Chain of hacks leading to Database Compromise!

Hi Guys,
This is yet another a security vulnerability writeup about one of my recent findings of a chain of security vulnerabilities that linked up to compromise one of the databases of India’s most profitable E-commerce company. Let’s see the complete story —

(This was done with the explicit permission of the concerned company)

This was supposed to be a targetted attack where I was specifically focussing on finding an LFI vulnerability (local file inclusion) so I was more keen on searching and exploring functionalities and endpoints which were related to some interaction with files and then I came across a usual functionality where application provides you with the options of “Android Google play” and “iPhone App store” to download their app.

and when I clicked on it, it redirected me to the following page with the following URL-

and then immediately redirected to the previously referred page and when I opened it in incognito window to see what’s the response when there is no referred page, it got redirected to “404 Page not found” so it was clear that it was looking for some condition and parameters and then following the simple if/else logic. To see if there were any parameters which got missing, I stumbled to look upon the HTML code of the page-

The logic as expected was very clear and the interesting thing which I noticed (as you can see in the red box), there was a php file “download_handler.php” which was missing in the URL which requires a parameter “path” as finaldownloadlink and “name” for the name of the URL and that’s the reason why nothing got downloaded. Let’s follow the above code, so the final URL came out to be —

downloadcallback/download_handler.php?path=

where I simply tried directory traversal attack (../../../../etc/passwd) and to all my luck, files had the maximum permission given (a common mistake :/) and I was able to read /etc/passwd content and various other juicy files —

/etc/passwd file
Reading other sensitive files via LFI

I was able to read various Linux system files, configuration, access logs which got me user access token coming in get params and much more sensitive information. The culprit of this complete loophole was the “download_handler.php” —

download_handler.php

The php file was simply taking the file as an input and reading it back to the client. Could easily see it vulnerable to SSRF as well —

SSRF

Tried reading the /etc/password using different URL schemas (file:/// , dict:// , ftp:// and gopher://) and was able to do the same using file:/// scheme —

SSRF leads to access /etc/passwd

Earlier, when I was grabbing sensitive files via LFI attack, I happened to read /etc/motd file which suggested that the application was deployed over AWS ElasticBeanstalk.

ElasticBeanstalk in use

This message was sufficient for me to decide to go ahead and search for AWS Instance MetaData and User Data via SSRF —

AWS Instance User Data
AWS Instance MetaData

I was also able to retrieve the AWS account ID and Region from the below API “http://169.254.169.254/latest/dynamic/instance-identity/document” —

AWS Metadata — Retrieving the Account ID and Region

When I was reading about AWS Elastic Beanstalk, I came across an API call which could fetch AWS Access Key, Secret Access Key, and Token.

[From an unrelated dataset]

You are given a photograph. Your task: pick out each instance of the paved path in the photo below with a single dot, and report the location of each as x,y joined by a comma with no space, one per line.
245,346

http://169.254.169.254/latest/meta-data/iam/security-credentials/aws-elasticbeanstalk-ec2-role

I quickly made the call via SSRF and I was able to grab their AWS Access key, ID, token and earlier I got their account id too, and that was the moment when the vulnerability became more critical—

AWS Account access ID and access Key

Now it’s time to authenticate into the AWS account. Just to make sure the credentials are not expired, I configured aws-cli and tried to list and download the S3 bucket data onto my local machine and I was able to do so —

Configuring AWS Command Line Interface

Copying s3 bucket content to the local machine —

Recursively copying all the S3 Bucket content

While reviewing each and every single S3 bucket, I found some critical files inside some buckets, there were files like database.js, config.js, app.js, payment.config files which quickly grabbed my attention and as I was expecting, they found to contain information like Payment hash key and salt (which could be used to tamper with the order’s payment), several database credentials, some internal tools username, and password and much more. There was also one MongoDB instance running whose credentials were also found to be lying in plain text in of the config files and when I tried connecting to it, I found their customer's data stored inside it —

Though it was not containing all the user details but it was as many as more than 10K. I reported the vulnerability soon after this and they were very quick to patch it and also rotated all of their affected credentials and keys. So having started from LFI, I reached to SSRF from where I came to know that the application was deployed over Elastic Beanstalk and from there I was able to grab one of the AWS accounts credentials which helped me to reach one of their Databases credentials which were lying in one S3 bucket over which I had complete read/write access and connecting to the database, I found thousands of customer’s details lying along with various other sensitive credentials/keys and information.

That’s it about this interesting finding!